Bree Munro

Personal information
- Nationality: Australian
- Born: 12 May 1981 (age 45) Melbourne, Australia
- Height: 162 cm (64 in) (2010)
- Weight: 62 kg (137 lb) (2010)

Sport
- Country: Australia
- Sport: Freestyle Skiing
- Event: Aerials
- Club: Team Buller
- Coached by: Christian Kaufmann

Achievements and titles
- Olympic finals: 2010 Winter Olympics

= Bree Munro =

Australian freestyle skier

Bree Munro (born 12 May 1981) is an Australian aerial freestyle skier. She went to high school and university in Victoria and was involved in competitive gymnastics prior to taking up skiing in 2002. Her first appearance on the Australian national team was at Mt Buller hosted 2002 World Cup. She was in the running but did not make the Australian 2006 Winter Olympics team. An injury while training for the 2006/2007 World Cup season resulted in not competing for nearly two years. She competed at the 2010 Winter Olympics in freestyle skiing in the aerials event, where she finished 18th and did not qualify for the finals.

==Personal==
Munro was born in Melbourne on 12 May 1981, and lived in Blackburn, Victoria in 2010. She is 162 cm tall, weighs 62 kg and has pierced ears.
Her aunt is Jo Hall, a Channel Nine newsreader. Prior to participating in skiing, she was a competitive gymnast. Competing at the China National Gymnastics titles, she finished third in the bars.

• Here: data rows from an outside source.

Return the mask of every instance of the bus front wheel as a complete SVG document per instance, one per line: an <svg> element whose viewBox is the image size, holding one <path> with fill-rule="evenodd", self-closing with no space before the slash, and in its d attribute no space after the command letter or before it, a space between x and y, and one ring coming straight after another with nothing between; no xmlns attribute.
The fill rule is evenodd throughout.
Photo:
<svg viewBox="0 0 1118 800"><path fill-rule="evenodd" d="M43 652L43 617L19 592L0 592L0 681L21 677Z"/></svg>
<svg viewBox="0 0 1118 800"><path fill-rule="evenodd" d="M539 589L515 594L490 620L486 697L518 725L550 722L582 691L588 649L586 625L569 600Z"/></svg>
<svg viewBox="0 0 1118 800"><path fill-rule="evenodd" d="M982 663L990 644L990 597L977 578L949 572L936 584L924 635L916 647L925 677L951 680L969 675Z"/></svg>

Munro attended Kilbreda College in Mentone, Victoria where she earned her Victorian Certificate of Education. In 2010, she was attending Australian Catholic University, Melbourne where she was pursuing a degree in exercise science.

== Freestyle skiing ==
Munro has been affiliated with the Australian Institute of Sport, Victorian Institute of Sport and the Australian Olympic Winter Institute. Her primary skiing training base is in Switzerland with a secondary base in Mt Buller, Australia. She was coached by Christian Kaufmann in 2010.
She is a member of the Team Buller skiing club. As a result of skiing, she has had to have a knee reconstruction, injured her neck and hurt ribs. In her ski career, she has dealt with extreme temperatures of -40 Celsius.

Munro took up freestyle skiing in 2002. Her first appearance on the Australian national team was at Mt Buller hosted 2002 World Cup. She injured herself neck at an Australian skiing competition and missed most of the 2002/2003 ski season as a result. She started the 2003/2004 ski season by competing at two events in Australia. During the 2004/2005 ski season, she competed overseas for the first time. During the 2005/2006 season, she landed her first competition triple twisting double somersault. She ended the season ranked eighth. She was in the running to go to the 2006 Winter Olympics but Jacqui Cooper was chosen ahead of her on the Australian team. In December 2006, she finished 11th at a competition in Changchun. She then finished 12th at a competition at Deer Valley in January 2007. While skiing at Apex Mountain in preparation for the 2006/2007 World Cup season, she injured her knee. As a result, she missed most of that ski season and the 2007/2008 season. She finished 9th at the 2009 World Ski Championships held in Inawashiro, Japan.
She finished 6th and 18th at the 2009 World Cup held in Changchun, China. She finished 20th at the 2010 World Cup held in Deer Valley. She finished 22nd at the 2010 World Cup held in Calgary, Canada. In the lead up to the Olympics, she finished fourth at the 2010 World Cup in Lake Placid. She finished 9th at the 2010 World Cup held in Mont Gabriel, Canada. She competed at the 2010 Winter Olympics in freestyle skiing in the aerials event. The Games were her first. She finished 18th overall with a combined run score of 143.46. She had a score of 74.37 after her first jump, and was 17th place. Her second run had a score of 69.09, where she finished 16th for the run. These scores were not good enough to qualify her for the event finals.